My view on these things is that in the rush from the dot-com boom through to what became Web 2.0 and now chasing unicorns, we’ve forgotten that there’s this platform still powering many of our biggest mission-critical systems out there. When we think about what’s running on the mainframe platforms out there. It is very much the big data, particularly the data workhorse, but certainly big data. Traditional enterprise and government systems like banking and wealth management and insurance in particular, we all use every day.
Airline booking and flight management systems, particularly flight management where real-time is critical. Almost every state and federal government at some time has had a mainframe and invariably many do still have them. Retail and manufacturing. Some of the old software that’s just been around and has never gone away. Just continues to power manufacturing environments and certainly retail at scale. Medical systems.

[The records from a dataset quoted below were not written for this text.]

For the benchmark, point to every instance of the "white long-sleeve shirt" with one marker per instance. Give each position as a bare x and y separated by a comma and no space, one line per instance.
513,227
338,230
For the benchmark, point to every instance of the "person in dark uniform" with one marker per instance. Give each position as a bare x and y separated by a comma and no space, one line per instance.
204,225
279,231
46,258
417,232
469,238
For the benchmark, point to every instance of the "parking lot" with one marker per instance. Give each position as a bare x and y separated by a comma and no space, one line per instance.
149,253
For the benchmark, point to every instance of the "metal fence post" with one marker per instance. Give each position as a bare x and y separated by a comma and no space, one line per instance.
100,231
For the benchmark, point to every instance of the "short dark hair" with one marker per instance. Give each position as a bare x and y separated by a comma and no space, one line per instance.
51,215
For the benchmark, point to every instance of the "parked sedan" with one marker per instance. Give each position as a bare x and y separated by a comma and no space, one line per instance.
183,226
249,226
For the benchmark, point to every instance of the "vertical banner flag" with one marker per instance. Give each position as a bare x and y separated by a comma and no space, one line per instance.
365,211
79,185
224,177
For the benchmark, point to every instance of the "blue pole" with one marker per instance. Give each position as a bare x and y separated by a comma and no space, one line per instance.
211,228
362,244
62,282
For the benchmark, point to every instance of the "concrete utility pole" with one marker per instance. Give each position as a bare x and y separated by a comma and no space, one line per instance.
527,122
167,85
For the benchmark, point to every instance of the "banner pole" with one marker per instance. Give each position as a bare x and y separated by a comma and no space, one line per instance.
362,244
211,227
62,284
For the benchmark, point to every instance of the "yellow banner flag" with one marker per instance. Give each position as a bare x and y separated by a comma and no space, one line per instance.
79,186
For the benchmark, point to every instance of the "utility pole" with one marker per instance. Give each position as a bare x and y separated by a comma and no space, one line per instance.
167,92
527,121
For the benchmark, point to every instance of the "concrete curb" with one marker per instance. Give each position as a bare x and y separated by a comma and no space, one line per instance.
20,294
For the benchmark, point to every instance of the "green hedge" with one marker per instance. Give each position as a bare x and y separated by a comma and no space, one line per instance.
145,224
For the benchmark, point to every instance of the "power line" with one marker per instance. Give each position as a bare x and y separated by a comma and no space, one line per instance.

Defense systems, certainly defense systems.
This last couple of weeks I’ve read many articles about the fact that some of the missile control systems are all still running on old mainframes they’re struggling to find parts for. They’re figuring out how to upgrade into new mainframes. Transport and logistics systems. These may not sound like the sexy topics but these are the topics that we deal with on a daily basis across the lines. And some very large telecommunications environments are still run on mainframe platforms.
When you think about the types of data that are in there, they’re all mission critical. They’re really important platforms and platforms we take for granted every day and in many ways make life possible. So who’s still using a mainframe and who are all these people that are holding on to these big platforms and holding all this data? Well, as I said here I believe it’s easy to be fooled by the media’s shift from big iron to racks of common off-the-shelf clusters or cheap PCs or x86 machines, into thinking that the mainframe died and went away. But the data says the mainframe never went away and in fact it’s here to stay.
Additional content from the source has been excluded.